A stint managing Solid Energy over its receivership period came before taking over as Tait Communications CEO.

With the key fertiliser elements of phosphate, nitrogen and even potassium all under pressure globally, exacerbated in recent weeks by the Ukrainian conflict, Diack remains optimistic suppliers will not be short of product this autumn.

Outwardly the global fertiliser sector could appear perilous.

Russia, one of the world’s largest nitrogen producers, is pre-occupied in an intense war, while also putting an export ban on its nitrogen fertilisers.

In the meantime, China, the world’s second-largest phosphate producer has also slapped a ban on exports until June and has wound back production.

Fertiliser news sites have also been running scared about potassium supplies, due to EU sanctions on giant producer Belarus.

“Supply is not really the major issue for us, or for the industry. Since starting here, I have been very impressed at the breadth of long-term relationships going back years between suppliers and us. They tend to love doing business with New Zealand,” Diack said.

The company has multiple sources for all key nutrient types, recently moving out of Belarus supplied potash to Canada after becoming uncomfortable with the relationship.

After almost constant headlines about shipping costs and reliability, Ravensdown has also been able to literally sail around the challenge, thanks in part to ownership of Ravensdown Shipping Services, based out of Melbourne.

Operating for over a decade, the low-profile business unit has leveraged off the company’s 1-1.5 million tonnes of annual fertiliser imports.

A handful of chartered bulk freighters backhaul loads with logs, managing to capitalise on the shipping rates that have proven a headache for many in and out of NZ.

For Diack, the bigger concerns about supply lie closer to home as Omicron works its way down the country, corroding supply networks with staff illness and absenteeism.

“It is starting to get into the likes of trucking operators. Our message is telling farmers that if they have not got your fertiliser on yet, then you would want to do so,” he said.

Globally the dark clouds may become more intense as the year wears on, bought on more by a demand-pull impact, than a supply shortage of fertiliser.

“When you have Ukraine, which has the ability to feed 600 million people, it is looking less likely their farmers will get their grain crops sown this season. All that food has to be replaced and other countries will have to develop their own land to do so. There will be big competition on for nutrients,” he said.

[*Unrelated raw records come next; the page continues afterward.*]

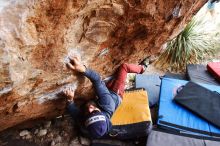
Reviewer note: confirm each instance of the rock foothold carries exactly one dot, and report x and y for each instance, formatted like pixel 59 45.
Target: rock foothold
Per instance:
pixel 42 132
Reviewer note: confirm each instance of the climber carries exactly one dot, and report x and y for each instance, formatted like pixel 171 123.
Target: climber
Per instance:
pixel 96 114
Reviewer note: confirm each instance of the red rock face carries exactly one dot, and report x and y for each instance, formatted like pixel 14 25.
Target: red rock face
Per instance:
pixel 36 36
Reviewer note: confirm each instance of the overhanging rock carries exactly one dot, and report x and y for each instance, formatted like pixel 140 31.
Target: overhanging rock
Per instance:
pixel 37 35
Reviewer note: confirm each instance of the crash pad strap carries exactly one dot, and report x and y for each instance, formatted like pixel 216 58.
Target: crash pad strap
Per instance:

“The concern is on the price tensions that come out of that.”

Pressure on Europe to use other gas sources other than Russia’s is also likely to bring some price pressure with it.

The issue of phosphate sourcing out of Morocco has proven to be a regular PR challenge for the sector, with claims of so-called “blood phosphate” coming out of the conflicted Western Sahara challenging both big fertiliser co-ops.

“We have conducted due diligence on OCP (phosphate supplier) through a third party human rights association. In some areas their approach to human rights possibly outstrips NZ’s ability.” 

OCP is the largest private employer in Western Sahara, with 2200 staff and 50 local companies also directly supported.

Here at home, he acknowledges another controversial topic, nutrient limits and impacts, but is confident farmers have the inherent skills to adapt and manage the challenges.

That includes greater adoption of tech to track and trace nutrient loads, including Ravensdown’s Hawkeye software that can give at a glance indications on nutrient levels by paddock and by catchment.

As farmers readjust fertiliser levels, Diack is also kicking around options for commercialising the company’s latest eco-friendly innovations.

Developed in conjunction with Lincoln University, the ClearTech system recycles dairy effluent water, while the EcoPond system removes methane from effluent ponds.

“In the longer-term there is no question fertiliser volumes are going to go down in NZ. But with appropriate use of the right tech, we can still see productivity lifts, gas emissions drop and the economics of farming remain,” he said.

“The knowledge base within the farm gate on what it takes to run a sustainable farm is massive, and embedded in the mindset of our farmers.”